Earlier this fall, Target got itself into some hot water by selling CBD products online. The internet was abuzz. Likewise, the hemp industry was cheering too, but within a week of making CBD products available on their website, Target pulled them from their virtual shelves for fear of violating federal law. Now, just a month after the original hubbub, the manufacturer of those products, CW Hemp, has received a warning letter from the FDA to take actions to correct any violations of the Federal Food, Drug, and Cosmetic Act (the Act). Worse yet, because the DEA interprets the Federal Controlled Substances Act (CSA) to include CBD oil as a Schedule I narcotic (depending on the source of extraction), CW Hemp may have violated the CSA as well, by selling their products in interstate commerce.
The warning letter details the FDA reasoning that CW Hemp has misrepresented their products as drugs under section 201(g)(1) of the Act and violated the act by introducing their products into interstate commerce. The warning letter goes on to state that CW Hemp is misrepresenting their CBD products as dietary supplements, as they do not meet the requirements for dietary supplements under the Act (section 201(ff)(3)(B)(ii)). Furthermore, the warning letter uses examples, including recommended doses and customer anecdotes, from several of CW Hemp’s websites and social media pages to show that the company intended to represent their CBD products as drugs.
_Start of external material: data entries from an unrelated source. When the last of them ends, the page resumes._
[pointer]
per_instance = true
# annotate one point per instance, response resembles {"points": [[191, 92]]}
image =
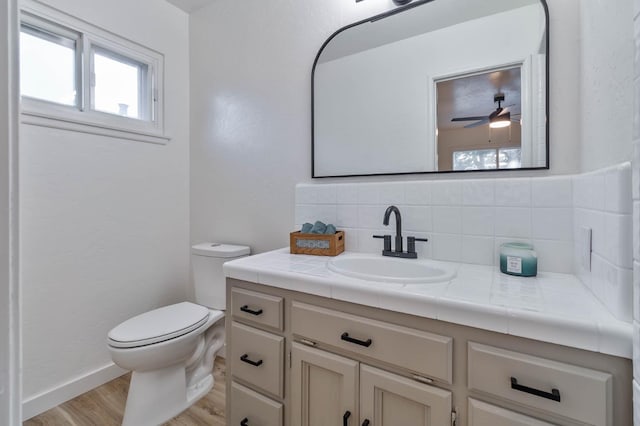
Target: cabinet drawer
{"points": [[483, 414], [250, 405], [258, 308], [575, 392], [257, 357], [418, 351]]}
The warning letter claims that CW Hemp’s web presence is attempting to establish that their products “are intended for the use in the diagnosis, cure, mitigation, treatment, or prevention of disease” which is unlawful under the Act. Because the FDA does not recognize CW Hemp’s products as “safe and effective for the above referenced uses,” it is classified as a “new drug” (section 201(p)) which may not be introduced into interstate commerce without FDA approval.
The warning letter further alleges misbranding based on inadequately providing directions for use, stating that the illnesses that CW Hemp intends their products to treat “are not amenable to self-diagnosis or treatment… [and that] it’s impossible to write adequate directions for a layperson to use [CW Hemp’s products] safely for their intended purposes.” Introducing misbranded drugs into interstate commerce violates section 301(a) of the Act.
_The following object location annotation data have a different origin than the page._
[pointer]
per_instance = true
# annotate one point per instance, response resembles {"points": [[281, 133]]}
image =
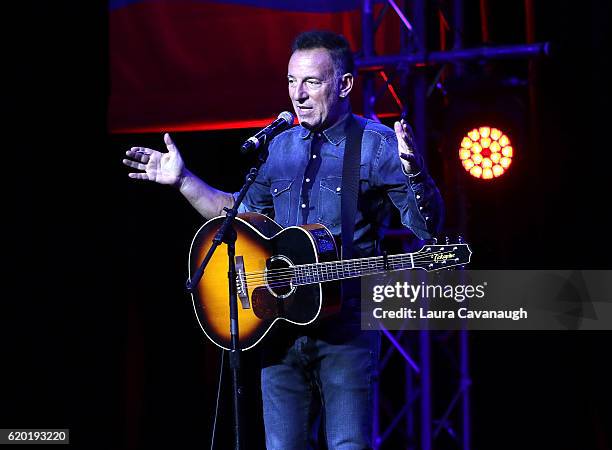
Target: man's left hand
{"points": [[410, 160]]}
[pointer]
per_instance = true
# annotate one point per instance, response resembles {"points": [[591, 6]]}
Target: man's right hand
{"points": [[163, 168]]}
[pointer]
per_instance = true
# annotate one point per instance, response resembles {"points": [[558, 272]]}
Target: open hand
{"points": [[163, 168], [411, 161]]}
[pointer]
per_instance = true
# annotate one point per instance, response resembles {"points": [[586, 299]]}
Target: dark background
{"points": [[97, 333]]}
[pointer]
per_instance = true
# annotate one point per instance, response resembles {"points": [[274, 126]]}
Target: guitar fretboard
{"points": [[340, 270]]}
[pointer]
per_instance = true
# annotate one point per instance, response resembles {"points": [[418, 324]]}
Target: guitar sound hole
{"points": [[279, 274]]}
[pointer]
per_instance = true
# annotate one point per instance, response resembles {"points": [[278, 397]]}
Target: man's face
{"points": [[314, 88]]}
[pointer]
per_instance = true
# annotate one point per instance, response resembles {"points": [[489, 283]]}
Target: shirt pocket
{"points": [[281, 197], [330, 200]]}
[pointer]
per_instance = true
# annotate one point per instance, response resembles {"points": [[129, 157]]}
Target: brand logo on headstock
{"points": [[443, 257]]}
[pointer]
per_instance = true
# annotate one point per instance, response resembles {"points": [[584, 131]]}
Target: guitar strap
{"points": [[350, 191]]}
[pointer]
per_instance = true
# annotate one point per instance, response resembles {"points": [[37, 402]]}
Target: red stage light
{"points": [[485, 152]]}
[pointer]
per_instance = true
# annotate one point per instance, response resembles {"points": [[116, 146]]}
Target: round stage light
{"points": [[486, 152]]}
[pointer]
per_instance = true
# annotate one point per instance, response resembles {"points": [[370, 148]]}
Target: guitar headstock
{"points": [[435, 256]]}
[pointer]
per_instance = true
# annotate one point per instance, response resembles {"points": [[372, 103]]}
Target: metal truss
{"points": [[413, 420]]}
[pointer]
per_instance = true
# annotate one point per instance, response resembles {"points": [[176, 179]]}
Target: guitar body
{"points": [[265, 256]]}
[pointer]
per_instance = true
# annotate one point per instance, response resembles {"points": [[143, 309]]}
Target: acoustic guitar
{"points": [[289, 274]]}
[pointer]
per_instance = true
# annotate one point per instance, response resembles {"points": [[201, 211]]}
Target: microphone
{"points": [[284, 121]]}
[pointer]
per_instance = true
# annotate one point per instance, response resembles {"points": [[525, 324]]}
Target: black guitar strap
{"points": [[350, 183], [350, 194]]}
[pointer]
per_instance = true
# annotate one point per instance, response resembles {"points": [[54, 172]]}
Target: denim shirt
{"points": [[301, 182]]}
CW Hemp clearly understands the risks associated with misrepresenting their products, and has contended, at least up to this point, that CBD extracts are not blocked as dietary supplements by the FDA; a point that the FDA counters specifically in the warning letter. CW Hemp may not have known to what extent they were mislabeling their products or making unapproved claims, in the eyes of the FDA, until receiving the warning letter. The FDA is giving CW Hemp the opportunity to rectify the violations alluded to in the warning letter.
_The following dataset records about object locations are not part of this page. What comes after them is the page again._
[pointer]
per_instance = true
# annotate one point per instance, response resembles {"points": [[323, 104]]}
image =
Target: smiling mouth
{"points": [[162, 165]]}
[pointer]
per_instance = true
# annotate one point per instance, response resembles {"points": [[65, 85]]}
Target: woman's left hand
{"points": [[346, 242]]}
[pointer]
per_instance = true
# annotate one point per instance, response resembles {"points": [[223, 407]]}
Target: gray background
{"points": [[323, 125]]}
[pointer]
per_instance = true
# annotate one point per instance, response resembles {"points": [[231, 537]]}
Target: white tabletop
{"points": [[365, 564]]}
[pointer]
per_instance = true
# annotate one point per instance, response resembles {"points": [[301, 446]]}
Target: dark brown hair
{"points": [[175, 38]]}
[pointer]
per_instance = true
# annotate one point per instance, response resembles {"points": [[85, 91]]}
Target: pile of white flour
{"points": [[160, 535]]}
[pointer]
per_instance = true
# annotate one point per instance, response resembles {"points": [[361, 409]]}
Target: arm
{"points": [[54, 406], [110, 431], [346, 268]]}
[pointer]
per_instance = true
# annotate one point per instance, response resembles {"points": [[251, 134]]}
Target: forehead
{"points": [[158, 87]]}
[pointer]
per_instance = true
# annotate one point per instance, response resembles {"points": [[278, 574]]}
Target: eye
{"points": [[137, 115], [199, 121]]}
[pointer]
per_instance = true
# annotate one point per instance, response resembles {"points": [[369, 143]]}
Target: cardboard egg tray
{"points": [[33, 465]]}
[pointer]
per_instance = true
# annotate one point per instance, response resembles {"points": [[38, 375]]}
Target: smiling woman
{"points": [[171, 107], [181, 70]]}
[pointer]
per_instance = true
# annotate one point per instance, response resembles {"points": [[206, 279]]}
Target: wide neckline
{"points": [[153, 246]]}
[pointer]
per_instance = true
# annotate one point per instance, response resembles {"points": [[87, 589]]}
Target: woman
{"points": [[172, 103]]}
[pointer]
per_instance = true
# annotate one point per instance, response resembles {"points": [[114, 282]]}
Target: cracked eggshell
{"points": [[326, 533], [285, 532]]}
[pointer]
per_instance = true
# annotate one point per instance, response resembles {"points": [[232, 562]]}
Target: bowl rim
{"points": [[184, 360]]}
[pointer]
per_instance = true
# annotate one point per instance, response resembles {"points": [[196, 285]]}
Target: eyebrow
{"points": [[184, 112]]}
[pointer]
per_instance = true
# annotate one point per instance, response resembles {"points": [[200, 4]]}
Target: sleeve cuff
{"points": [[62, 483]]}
It should be noted that other CBD manufacturers have received similar warning letters from the FDA. With the bigger picture in mind, this could mean that companies working with CBD in state sanctioned regulated markets have another inconsistency with federal law to deal with. Additionally, it may mean that the federal government has found another tool in their toolbox to come after lawful cannabis businesses. The takeaways here: you might expect a knock on your door from the FDA if you sell CBD products in interstate commerce, call your products a drug or dietary supplement, recommend dosage, represent your products as a panacea for a myriad of illnesses, or market your products by detailing their effectiveness at dealing with health issues.
As the cannabis industry makes efforts to be treated like any other business, this is a sad reminder that sometimes it pays to exist under the radar. There is likely no coincidence that CW Hemp’s FDA warning letter came just a month after Target made national news for selling their products.